Programmatic (explicit) cache can shine in other areas:
- When we work with a limited set of data and we need it often – and we want to pre-cache it. This may be reasonable scenario also for declarative cache if we can pre-fill it somehow and there is a single way how we obtain the data.
- If we require the same data based on various attributes (different views). We can use multiple maps that point to the same actual instances. This can work both for cases when we cache as we go (when misses are possible) and when we preload the whole set (ideal case when not too big).
- The cache can cooperate with any administrative features that modify the underlying data. Because we code it with full knowledge of the logic behind the data we can selectively refresh or update the cache in a smart way. In declarative cache we often have to evict it completely – although this can still be a good simple strategy even for programmatic caches, especially when the refresh requires a single select.
- Full preload requires more memory up-front and slows down the startup of the application (can be done lazily on-demand) but deals with the DB once and for all.

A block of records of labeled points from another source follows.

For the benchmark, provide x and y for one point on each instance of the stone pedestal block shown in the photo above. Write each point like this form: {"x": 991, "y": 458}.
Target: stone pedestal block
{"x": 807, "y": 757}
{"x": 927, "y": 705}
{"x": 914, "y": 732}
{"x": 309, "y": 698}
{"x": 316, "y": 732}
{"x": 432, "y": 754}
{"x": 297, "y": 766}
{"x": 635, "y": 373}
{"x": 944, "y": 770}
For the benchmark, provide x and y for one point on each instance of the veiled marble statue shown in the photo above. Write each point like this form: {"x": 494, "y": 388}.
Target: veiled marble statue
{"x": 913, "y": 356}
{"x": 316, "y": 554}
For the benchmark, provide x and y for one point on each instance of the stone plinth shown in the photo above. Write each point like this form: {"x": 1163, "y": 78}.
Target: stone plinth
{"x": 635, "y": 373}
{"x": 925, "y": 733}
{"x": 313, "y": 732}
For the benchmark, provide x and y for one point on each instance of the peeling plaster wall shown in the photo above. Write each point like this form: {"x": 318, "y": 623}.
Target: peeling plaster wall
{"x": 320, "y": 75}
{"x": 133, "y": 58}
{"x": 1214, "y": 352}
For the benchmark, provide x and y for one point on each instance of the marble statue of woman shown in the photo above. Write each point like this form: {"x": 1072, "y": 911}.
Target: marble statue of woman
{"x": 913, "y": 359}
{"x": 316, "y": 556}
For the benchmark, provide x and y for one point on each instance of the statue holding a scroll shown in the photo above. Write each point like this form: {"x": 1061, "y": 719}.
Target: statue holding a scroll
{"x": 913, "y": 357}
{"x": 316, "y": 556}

Declarative cache executes a query on demand for every miss but loads only some of the data that require caching – potentially less efficiently than full preload.
Of course, there are cases when we can’t use fully pre-loaded cache. In general, ask yourself a question whether “cache this by this key” is best (or good enough) solution or whether you can implement a component utilizing logic behind the data better – and whether it’s all worth it.
Conclusion
Caching can help tremendously with the performance of our applications – but it can also hurt if done badly. We should be very aware of our cache setup. We should be very clear how we want to do it. In the code it may look automagical, but it must be explicit somewhere – our strategy must be well known to all the developers who may encounter it in any way (even without knowing).
We always trade something for something – with caching it’s typically memory for speed.13 Memory can slow us down too, but in general we have plenty of it nowadays. While we are in a single process a JPA provider can typically manage the data consistency. If we have a distributed architecture we enter a different world altogether and I’d think twice before going there. We must feel the need for it and we must measure what we get – because we’ll definitely get the complexity and we have to think about consistency much more.
Don’t mix freely caching on multiple levels. Database cache is mostly transparent to us, but when we mix two declarative caches we often make matters worse. Especially when we cache entities with technology that is not aware of their lifecycle within the persistence context.
Finally, depending on what our keys for caching are we may waste a lot of memory. Entity ID (like in second level cache) is natural and good key. But if we key on many various selectors that may return the same entities (single or even whole collections) we may store many instances for the same entity in the cache. That wastes memory. Knowing more about the logic between the keys and values we may get better results with our own implementation of some explicit cache on an application level. It may require more effort but the pay-off may be significant.
Shortly:
- Don’t cache mindlessly. Design what to cache (or not) and size the cache regions properly.
- Realize that with caching we trade CPU for memory – or rather for memory and hopefully less CPU required by GC. Check the heap usage after changes.
- Beware of caching on multiple levels, especially combining JPA and non-JPA caches inside JVM.
- Consider implementing your own caching for selected sub-domains. The same data accessed by various criteria may be fit for this.
- Measure the impact of any change related to caching.